The Hidden Hazards of Electrical Maintenance
For electrical contractors, electricians, or technicians performing electrical maintenance activities in various settings, tasks can be divided into two broad categories: planned and unplanned. Planned maintenance includes activities that generally involve preventive and predictive maintenance tasks performed when the equipment can be “planned” to be taken out of service according to a schedule. “Unplanned” maintenance includes scenarios where a piece of equipment has an unexpected failure and requires immediate maintenance to make it operational again. Both categories include various hazards and risks that must be evaluated and mitigated, some of which are more obvious than others. The most powerful tool for protecting workers from hazards is knowledge. Knowing what hazards to watch out for and what tools/techniques are available for their protection helps electrical professionals spot hidden hazards before they strike.
Common hazards with planned maintenance
It is often believed that planned maintenance tasks are inherently safe because there is time to plan the job and consider potential hazards before the activity begins. It certainly is true that taking time to plan the work does increase the level of safety in executing the task, which is why OSHA and NFPA 70E require every electrical task to be planned. That plan should not only outline the steps to be taken, but also identify some of the potential hazards along the way. One of the biggest risks for planned maintenance is the mindset of “this is all de-energized and safe,” which often causes workers to let their guard down. However, de-energizing the equipment is not enough; it must be placed in an electrically safe work condition per NFPA 70E Art. 120 (see Table).
Only when the equipment is in an electrically safe work condition is it considered electrically safe and free from electrical hazards.

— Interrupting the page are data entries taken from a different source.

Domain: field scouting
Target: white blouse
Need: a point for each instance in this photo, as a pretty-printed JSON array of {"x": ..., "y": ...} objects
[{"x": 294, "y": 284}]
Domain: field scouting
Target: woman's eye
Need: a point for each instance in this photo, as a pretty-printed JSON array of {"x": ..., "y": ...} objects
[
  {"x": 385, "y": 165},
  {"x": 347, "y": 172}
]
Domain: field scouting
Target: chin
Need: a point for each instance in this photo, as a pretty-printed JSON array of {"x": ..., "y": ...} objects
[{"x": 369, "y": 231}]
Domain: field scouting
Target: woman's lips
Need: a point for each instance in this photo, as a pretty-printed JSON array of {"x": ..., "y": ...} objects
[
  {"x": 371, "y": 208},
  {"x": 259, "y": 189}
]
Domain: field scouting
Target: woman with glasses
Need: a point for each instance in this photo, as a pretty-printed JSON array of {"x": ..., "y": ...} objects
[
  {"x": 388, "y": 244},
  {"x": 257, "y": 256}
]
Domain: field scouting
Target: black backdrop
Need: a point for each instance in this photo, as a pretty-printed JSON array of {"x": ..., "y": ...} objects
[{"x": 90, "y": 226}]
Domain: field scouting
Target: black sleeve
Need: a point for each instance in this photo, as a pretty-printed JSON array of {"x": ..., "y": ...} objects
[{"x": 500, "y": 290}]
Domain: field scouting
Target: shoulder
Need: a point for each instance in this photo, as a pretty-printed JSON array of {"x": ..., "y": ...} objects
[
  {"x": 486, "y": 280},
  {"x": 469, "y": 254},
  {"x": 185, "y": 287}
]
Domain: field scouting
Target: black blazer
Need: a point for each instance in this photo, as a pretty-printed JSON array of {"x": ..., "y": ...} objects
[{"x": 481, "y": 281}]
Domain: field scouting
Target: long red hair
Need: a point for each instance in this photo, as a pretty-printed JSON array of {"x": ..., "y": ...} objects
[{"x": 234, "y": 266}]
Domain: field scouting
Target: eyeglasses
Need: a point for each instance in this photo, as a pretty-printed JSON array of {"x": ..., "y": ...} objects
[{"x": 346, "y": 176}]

However, one often overlooked hazard comes during the process of putting it in and out of that electrically safe work condition. Depending on the equipment and the voltage levels, the act of opening and closing the means of disconnect could pose an electrical hazard.
A risk assessment must be performed to determine what electrical personal protective equipment (PPE) is required to operate the disconnect device. Putting the equipment back into service after maintenance can carry even more risk due to potential human error. Devastating equipment failures have occurred as a result of a protective ground being left on a conductor inside an enclosure.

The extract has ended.